Toilet Paper Wars
By Sarah Skwire
As the COVID19 pandemic hit the US, with school and office closures rapidly following its arrival, Americans began to stock up for the long haul. Unsurprisingly the stocking up led to some shortages. Stores rapidly ran out of hand sanitizer, cleaning supplies, and any number of perishable goods. But the item we heard about most often, and most derisively, was toilet paper.

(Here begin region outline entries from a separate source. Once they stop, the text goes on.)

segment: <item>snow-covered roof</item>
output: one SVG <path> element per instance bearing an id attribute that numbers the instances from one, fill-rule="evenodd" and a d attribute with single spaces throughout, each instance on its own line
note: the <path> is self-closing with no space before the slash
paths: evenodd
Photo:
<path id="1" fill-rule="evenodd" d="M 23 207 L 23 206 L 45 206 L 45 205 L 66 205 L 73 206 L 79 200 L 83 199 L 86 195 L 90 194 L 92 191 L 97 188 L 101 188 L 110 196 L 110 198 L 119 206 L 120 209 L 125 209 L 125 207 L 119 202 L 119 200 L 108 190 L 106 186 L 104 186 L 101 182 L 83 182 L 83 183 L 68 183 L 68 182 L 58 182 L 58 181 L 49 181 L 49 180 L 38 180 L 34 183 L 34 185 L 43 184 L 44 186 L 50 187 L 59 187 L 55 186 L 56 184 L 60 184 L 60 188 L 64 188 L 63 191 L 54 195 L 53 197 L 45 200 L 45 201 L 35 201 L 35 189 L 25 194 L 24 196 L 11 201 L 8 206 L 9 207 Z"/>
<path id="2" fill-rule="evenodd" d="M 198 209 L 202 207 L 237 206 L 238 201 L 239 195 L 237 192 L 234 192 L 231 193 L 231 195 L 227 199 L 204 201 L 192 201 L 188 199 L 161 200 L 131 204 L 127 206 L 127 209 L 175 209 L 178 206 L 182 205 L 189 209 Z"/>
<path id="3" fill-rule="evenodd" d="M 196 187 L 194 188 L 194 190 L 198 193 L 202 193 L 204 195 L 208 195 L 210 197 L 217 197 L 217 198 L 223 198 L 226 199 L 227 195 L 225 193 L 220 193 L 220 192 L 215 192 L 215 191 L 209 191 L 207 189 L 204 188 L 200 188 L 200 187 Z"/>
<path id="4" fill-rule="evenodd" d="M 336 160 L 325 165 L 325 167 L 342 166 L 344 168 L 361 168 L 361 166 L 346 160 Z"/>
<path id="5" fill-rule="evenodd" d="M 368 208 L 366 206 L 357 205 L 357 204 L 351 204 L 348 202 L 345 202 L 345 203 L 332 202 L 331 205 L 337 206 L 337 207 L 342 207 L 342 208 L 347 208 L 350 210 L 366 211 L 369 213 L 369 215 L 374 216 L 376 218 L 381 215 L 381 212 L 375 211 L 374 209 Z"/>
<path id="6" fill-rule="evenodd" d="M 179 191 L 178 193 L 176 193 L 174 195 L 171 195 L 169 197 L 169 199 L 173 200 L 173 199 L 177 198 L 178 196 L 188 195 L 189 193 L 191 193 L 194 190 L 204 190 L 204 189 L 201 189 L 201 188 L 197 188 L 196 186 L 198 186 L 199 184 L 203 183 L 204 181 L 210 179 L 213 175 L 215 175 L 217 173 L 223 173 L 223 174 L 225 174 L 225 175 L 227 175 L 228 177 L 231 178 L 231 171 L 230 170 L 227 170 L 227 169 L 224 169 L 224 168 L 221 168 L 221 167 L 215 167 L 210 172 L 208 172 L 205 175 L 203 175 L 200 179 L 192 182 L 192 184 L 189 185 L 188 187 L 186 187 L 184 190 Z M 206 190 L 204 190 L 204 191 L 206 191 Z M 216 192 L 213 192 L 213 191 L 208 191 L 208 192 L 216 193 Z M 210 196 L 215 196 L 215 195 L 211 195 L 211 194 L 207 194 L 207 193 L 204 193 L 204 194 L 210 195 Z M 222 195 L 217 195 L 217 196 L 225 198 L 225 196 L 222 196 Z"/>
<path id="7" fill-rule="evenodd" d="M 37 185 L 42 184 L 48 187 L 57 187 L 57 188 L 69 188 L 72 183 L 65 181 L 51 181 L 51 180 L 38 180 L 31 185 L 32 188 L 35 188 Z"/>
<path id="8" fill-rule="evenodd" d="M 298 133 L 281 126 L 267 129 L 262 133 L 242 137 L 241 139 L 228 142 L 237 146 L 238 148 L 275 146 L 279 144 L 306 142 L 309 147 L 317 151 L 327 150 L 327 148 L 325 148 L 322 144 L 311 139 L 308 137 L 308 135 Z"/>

Who were these crazy people stocking up on toilet paper? The mockery was everywhere. The Atlantic brought out a story comparing the current COVID19 TP buyers with people in 1973 who stockpiled TP in response to a joke Johnny Carson made on his show. The higher demand for TP is characterized everywhere as an overreaction and a moronic response to misinformation. The mockery has gotten so bad that last night my kids made fun of me for having part of a Costco sized pack of TP in our storage closet. It made no difference that I’d bought the TP well before the crisis and the quarantines. It didn’t matter that I’ve bought the same pack of TP on every Costco trip I’ve made since having children. Suddenly, Mom was a figure of fun for doing exactly what she always did.
I explained to the kids that, instead of one man being at home for most of the day on most days of the week, our household (and our TP supplies) now faced one man and three women at home all day, every day. That seemed likely to change our consumption rates of all kinds of things–including TP.
It seemed like a good time for a little bit of Momonomics.
I asked my kids to count the number of rolls of TP in place in our bathrooms today, March 20th. They’re with their dad this weekend, so we’ll recount when they get back, for a rough estimate of how much paper we use under ordinary–pre-COVID19 circumstances. And I’ll ask them to recount on Friday the 27th. That should give us a decent estimate of how much TP we use as a family in a week. Then we can estimate how long what we have on hand should last us and decide if Mom is nuts, or just a pretty good planner.
I invite you to get your kids to do the same and report back their findings in the comments to my follow up post on the 27th.